Dur et froid sont aussi des qualificatifs qui valent pour l’environnement du personnage : l’architecture brutaliste de son appartement ; le métal chromé de sa voiture de luxe… Autant d’écrins cohérents pour une femme qui s’impose comme un bloc d’assurance et de suffisance. Femme-artiste-despote, sûre de son talent et de sa toute-puissance (voir la superbe affiche du film), cultivant la relation maître-serviteur avec un art impitoyable de la manipulation.
Todd Field, réalisateur à la filmographie courte et clairsemée, muet au cinéma depuis le très bon Little Children (2006), propose un récit et un portrait qui s’inscrivent à la fois dans un type de dramaturgie antique (hubris, déchéance, ironie tragique) et dans une forte contemporanéité (abus de pouvoir, fulgurance des ascensions et des chutes sociales, importance des nouveaux modes de communication…). En choisissant un personnage féminin pour étayer son propos, il va à contre-courant des critiques actuelles d’une masculinité toxique et abusivement dominante, préférant dépasser la question des genres pour focaliser sur des situations et des actes.

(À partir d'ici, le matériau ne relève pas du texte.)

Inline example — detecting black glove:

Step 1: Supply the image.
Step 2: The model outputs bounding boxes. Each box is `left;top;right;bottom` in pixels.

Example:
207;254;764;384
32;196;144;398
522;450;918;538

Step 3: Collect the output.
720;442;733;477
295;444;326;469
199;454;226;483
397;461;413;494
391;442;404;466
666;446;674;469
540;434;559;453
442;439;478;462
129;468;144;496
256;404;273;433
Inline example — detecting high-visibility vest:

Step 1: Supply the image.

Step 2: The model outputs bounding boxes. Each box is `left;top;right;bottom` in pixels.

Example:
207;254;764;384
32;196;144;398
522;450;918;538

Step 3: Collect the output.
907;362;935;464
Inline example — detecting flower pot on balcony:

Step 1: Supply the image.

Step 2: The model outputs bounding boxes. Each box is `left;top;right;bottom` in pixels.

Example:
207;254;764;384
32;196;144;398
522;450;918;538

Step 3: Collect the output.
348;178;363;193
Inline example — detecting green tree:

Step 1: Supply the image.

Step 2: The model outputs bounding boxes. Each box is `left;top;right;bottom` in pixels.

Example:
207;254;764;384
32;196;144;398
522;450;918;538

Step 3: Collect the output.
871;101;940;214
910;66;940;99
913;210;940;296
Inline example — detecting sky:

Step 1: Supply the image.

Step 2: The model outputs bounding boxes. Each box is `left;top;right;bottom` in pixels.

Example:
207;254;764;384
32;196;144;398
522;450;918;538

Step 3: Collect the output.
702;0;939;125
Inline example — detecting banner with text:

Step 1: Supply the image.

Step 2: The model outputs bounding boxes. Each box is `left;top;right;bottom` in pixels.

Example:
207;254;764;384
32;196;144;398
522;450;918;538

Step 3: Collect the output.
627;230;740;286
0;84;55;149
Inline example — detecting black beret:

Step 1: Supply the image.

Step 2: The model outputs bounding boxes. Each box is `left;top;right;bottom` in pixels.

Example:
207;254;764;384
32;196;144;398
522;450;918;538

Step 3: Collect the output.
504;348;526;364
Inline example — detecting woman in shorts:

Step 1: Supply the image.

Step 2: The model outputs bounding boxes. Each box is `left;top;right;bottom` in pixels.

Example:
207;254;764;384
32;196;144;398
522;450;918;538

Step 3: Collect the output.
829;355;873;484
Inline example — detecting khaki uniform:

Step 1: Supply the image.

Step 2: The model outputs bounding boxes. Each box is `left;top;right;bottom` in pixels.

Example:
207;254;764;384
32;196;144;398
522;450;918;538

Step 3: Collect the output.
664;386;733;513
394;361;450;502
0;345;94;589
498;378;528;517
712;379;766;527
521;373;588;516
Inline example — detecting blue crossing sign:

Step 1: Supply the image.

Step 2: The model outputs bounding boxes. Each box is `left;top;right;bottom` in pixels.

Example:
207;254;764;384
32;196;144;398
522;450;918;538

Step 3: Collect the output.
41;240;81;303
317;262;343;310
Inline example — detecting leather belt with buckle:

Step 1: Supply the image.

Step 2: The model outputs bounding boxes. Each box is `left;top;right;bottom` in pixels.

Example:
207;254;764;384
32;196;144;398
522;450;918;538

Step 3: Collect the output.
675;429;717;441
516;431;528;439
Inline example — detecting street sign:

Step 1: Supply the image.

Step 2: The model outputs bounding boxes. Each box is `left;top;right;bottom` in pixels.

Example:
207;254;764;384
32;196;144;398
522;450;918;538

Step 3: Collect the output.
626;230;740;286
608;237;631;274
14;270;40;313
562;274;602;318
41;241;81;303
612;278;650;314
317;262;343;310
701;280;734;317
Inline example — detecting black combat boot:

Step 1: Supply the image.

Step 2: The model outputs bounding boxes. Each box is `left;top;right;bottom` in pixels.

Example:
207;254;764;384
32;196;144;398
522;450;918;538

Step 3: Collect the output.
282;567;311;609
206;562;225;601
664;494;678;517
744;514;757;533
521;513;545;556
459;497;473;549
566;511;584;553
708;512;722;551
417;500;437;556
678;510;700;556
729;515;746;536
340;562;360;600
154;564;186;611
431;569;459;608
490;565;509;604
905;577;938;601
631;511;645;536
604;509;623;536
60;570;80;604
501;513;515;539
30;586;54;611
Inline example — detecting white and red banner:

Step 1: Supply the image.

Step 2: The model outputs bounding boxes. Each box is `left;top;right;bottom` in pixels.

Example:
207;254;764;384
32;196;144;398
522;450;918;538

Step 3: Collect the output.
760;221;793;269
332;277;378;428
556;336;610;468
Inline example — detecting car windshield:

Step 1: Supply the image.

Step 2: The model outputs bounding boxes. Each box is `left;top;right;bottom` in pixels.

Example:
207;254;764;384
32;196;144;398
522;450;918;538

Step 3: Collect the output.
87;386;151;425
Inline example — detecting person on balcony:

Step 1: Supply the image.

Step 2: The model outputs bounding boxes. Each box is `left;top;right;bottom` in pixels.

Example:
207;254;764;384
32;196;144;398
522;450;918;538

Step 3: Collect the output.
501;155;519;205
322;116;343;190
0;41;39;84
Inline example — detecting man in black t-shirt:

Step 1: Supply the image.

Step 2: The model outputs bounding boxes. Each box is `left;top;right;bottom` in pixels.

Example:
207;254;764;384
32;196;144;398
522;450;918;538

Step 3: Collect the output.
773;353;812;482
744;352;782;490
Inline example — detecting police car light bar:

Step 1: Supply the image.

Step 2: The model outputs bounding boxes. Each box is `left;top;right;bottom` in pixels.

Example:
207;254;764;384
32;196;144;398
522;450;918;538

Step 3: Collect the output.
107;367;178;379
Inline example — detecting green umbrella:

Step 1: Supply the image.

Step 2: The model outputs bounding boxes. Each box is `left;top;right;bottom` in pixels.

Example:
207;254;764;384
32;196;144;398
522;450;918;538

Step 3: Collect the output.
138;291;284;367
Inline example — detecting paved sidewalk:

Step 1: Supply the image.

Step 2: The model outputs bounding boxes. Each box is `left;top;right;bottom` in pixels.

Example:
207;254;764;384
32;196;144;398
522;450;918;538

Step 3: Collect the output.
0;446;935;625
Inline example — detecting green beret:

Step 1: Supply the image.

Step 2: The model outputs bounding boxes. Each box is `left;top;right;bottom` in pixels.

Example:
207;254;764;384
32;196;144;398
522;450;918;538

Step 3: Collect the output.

Tout le film est basé sur des choix audacieux, concrétisés avec une intelligence et une précision redoutables. Choix de dérouter les spectateurs, de crédibiliser à fond les personnages, de créer un inconfort voire un malaise permanents. Ça commence par des scènes très longues, très intellos, très « jargonnantes », qui permettent, de manière perfectionniste, de poser le personnage principal dans sa réalité quotidienne. Puis s’opère un régulier et minutieux dérèglement de ce quotidien, via une inspiration qui s’éloigne du réalisme pour lorgner vers une inquiétante étrangeté. Un cri dans la forêt et autres sons domestiques perturbants. Changement de ton. Tout bascule. Changement de rythme. La dernière partie du film est plus elliptique, constituée de séquences courtes et tranchantes.
La radicalité du fond et la maîtrise de la forme impressionnent autant que la performance de Cate Blanchett : chaque regard, chaque intonation, chaque geste – le film est aussi, en soi, un documentaire sur son talent.